La Capitale appare dunque come un laboratorio che consente di osservare sia le trasformazioni in corso nelle
mafie storiche e il loro radicamento in aree esterne a quelle di origine, sia i contesti in cui prendono corpo e si sviluppano forme criminali nuove e autoctone a partire dal sistema di gestione delle piazze di spaccio nella capitale che rappresenta un modello rodato, diffuso e conosciuto ai vari gruppi criminali che operano nelle periferie della capitale. Un modello di gestione delle piazze di spaccio che garantisce il controllo del territorio e la sicurezza degli acquirenti attraverso una rete di vedette a supporto degli spacciatori contro le incursioni delle forze di polizia. Un modello imprenditoriale-criminale che prevede la massimizzazione dell’utilizzo delle risorse per un maggior rendimento dello spaccio di droghe. Le aziende-piazze di spaccio contribuiscono in misura significativa ad un vasto e diffuso welfare, garantendo stipendi, assistenza legale ai propri dipendenti. Coinvolgendo anche insospettabili nella conservazione della droga, delle armi e del denaro necessari ad alimentare le attività dell’azienda criminale.

“Le mafie sono la negazione dei diritti. Opprimono, spargono paura, minano i legami sociali, esaltano l’abuso e il privilegio, usano le armi del ricatto e della minaccia, avvelenano la vita economica e le istituzioni civili. Lottare contro la mafia non è soltanto una stringente e doverosa esigenza morale e civile”, il commento di Nicola Zingaretti a margine della presentazione del Rapporto.

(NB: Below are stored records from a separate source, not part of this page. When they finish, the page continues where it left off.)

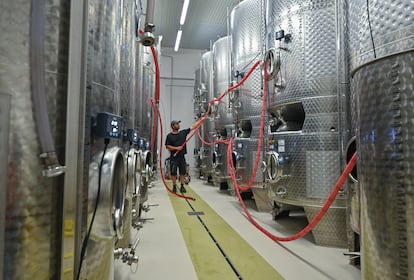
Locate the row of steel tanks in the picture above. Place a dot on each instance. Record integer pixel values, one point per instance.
(305, 114)
(339, 81)
(381, 63)
(238, 113)
(77, 158)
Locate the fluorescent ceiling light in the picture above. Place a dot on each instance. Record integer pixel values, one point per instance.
(178, 39)
(184, 11)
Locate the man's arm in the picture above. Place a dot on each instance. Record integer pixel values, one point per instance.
(173, 148)
(197, 123)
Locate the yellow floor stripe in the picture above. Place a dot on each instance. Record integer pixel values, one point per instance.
(207, 259)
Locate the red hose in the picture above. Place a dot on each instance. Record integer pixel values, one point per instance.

“È una necessità per tutti – ha detto – lo è, prima ancora che per la propria sicurezza, per la propria dignità e per la propria effettiva libertà. Una necessità per la società, che vuole essere libera, democratica, ordinata, solidale. Per questo motivo, la lotta alle mafie riguarda tutti. Nessuno può dire: non mi interessa. Nessuno può pensare di chiamarsene fuori. È un compito che riguarda ciascuno di noi: nell’agire quotidiano, nei comportamenti personali, nella percezione del bene comune, nell’etica pubblica che riusciamo ad esprimere. La repressione dell’illegalità da parte delle Forze di Polizia e della Magistratura è inseparabile dall’azione corale delle Istituzioni e dalla resistenza civile. Questo è stato l’orizzonte politico, giudiziario, di ordine pubblico, culturale, educativo, sociale del nostro impegno contro le mafie. Un orizzonte che deve aggredire il nesso tra povertà, disuguaglianze e mafie”, conclude.